The functionally critical features of AIS excitability are largely determined by the density patterns and characteristics of voltage-gated Na+ (Nav) channels. Nav channel density is relatively high in the proximal axon and in the nodes of Ranvier in both excitatory and inhibitory neurons. There remains some controversy, however, as to what extent the density of functional Na+ channels is greater in the AIS than in the soma10,49,50,51,52. Within the AIS and in the nodes, these channels are anchored to AnkG by the binding motif in the II/III loop of the α subunit53. In other areas of the cell, the Nav channels are prone to elimination by endocytosis54. Phosphorylation of the Nav binding motif of AnkG by protein kinase CK2 (an enzyme located specifically in the AIS) regulates the interaction between these two important proteins55.

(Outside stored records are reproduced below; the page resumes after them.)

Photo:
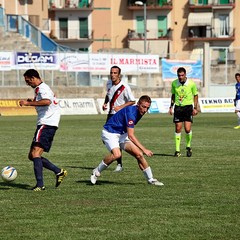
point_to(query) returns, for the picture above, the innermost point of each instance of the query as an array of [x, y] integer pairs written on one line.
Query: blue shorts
[[43, 136]]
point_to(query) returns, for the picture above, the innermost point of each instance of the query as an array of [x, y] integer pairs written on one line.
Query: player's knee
[[117, 155], [139, 156]]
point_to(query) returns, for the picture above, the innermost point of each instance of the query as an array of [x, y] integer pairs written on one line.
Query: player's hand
[[104, 107], [195, 112], [148, 153], [22, 102]]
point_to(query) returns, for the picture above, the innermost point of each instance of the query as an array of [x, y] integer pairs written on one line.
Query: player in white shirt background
[[48, 117]]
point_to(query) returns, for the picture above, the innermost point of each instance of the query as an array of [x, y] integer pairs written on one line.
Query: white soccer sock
[[148, 173], [102, 166], [238, 114]]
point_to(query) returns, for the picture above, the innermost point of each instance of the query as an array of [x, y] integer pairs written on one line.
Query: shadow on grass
[[86, 168], [101, 182], [7, 186], [163, 155]]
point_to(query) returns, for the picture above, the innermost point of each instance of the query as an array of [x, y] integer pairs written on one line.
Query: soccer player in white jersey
[[48, 112], [119, 95], [118, 133]]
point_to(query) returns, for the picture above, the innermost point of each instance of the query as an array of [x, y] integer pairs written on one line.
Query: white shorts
[[114, 140], [237, 105]]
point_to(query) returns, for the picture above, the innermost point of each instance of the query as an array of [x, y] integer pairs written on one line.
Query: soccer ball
[[9, 174]]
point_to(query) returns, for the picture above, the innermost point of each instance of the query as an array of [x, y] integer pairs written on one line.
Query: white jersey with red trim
[[47, 115], [124, 95]]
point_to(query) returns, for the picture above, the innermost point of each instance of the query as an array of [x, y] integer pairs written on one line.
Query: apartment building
[[168, 28], [35, 12]]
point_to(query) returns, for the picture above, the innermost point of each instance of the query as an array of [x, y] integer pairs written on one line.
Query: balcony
[[63, 36], [70, 5], [152, 34], [207, 34], [151, 5], [211, 4]]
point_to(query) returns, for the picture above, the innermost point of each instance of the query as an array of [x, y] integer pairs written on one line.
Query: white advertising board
[[208, 105], [77, 106]]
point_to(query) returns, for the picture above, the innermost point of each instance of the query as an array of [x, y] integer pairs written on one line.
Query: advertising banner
[[160, 105], [77, 106], [36, 60], [11, 107], [193, 69], [208, 105], [6, 61], [103, 62]]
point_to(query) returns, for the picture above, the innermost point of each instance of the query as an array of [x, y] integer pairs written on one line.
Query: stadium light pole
[[144, 4]]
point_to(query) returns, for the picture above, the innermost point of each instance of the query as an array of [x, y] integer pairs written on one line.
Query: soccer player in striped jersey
[[119, 95], [118, 133]]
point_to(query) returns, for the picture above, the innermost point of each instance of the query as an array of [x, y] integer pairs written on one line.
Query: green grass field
[[200, 199]]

The Na+ channel is composed of large, pore-forming α subunits and four smaller auxiliary β subunits56. Four of the α subunits (encoded by SCN1A–SCN3A and SCN8A) are considered to be responsible for the Nav1.1–Nav1.3 and Nav1.6 channels in central neurons57. Auxiliary β-subunits in CNS are encoded by SCN1B–4B genes57. The AIS of central neurons contain a mixture of these subtypes42, and in most neurons, they are not evenly distributed along the AIS. This causes great diversity in AIS sodium current among different neurons58. In addition, this can play a role in the difference in AP initiation in different neuronal types, along with the unique cable properties of the AIS12. In most neurons, the main Nav channel in the AIS and nodes of Ranvier is Nav1.6, and it is present in all the major neuron types of the neocortex, hippocampus, cerebellum and olfactory bulb42. In L5 cortical and in CA2/3 hippocampal pyramidal neurons, Nav1.2 channels are present in the proximal part of the AIS while Nav1.6 channels almost exclusively populate the distal part of the AIS42,51,59. Other study suggests, however, that the distribution of Nav1.6 within the AIS is more uniform42. Nav1.1 channels are found in the proximal part of the AIS of the parvalbumin (PV)- and somatostatin (SST)-positive GABAergic interneurons60 of the neocortex and cerebellum42, in retinal ganglion cells61 and in spinal cord motor neurons62. Mutations in the genes encoding the Nav1.1 channels can cause Dravet syndrome and other types of infantile epilepsy63. In both PV and SST interneurons, Nav1.6 channels were found in the distal part of the AIS, whereas Nav1.2 channels were found in the proximal part of the AIS only in SST-positive INs60. A recent study showed that, in human cortical pyramidal cells, the pattern of Na+ channel distribution is similar to that in rodents64. The primary difference was a clustering of Nav1.2 channel in some nodes of Ranvier in addition to the Nav1.6 channels.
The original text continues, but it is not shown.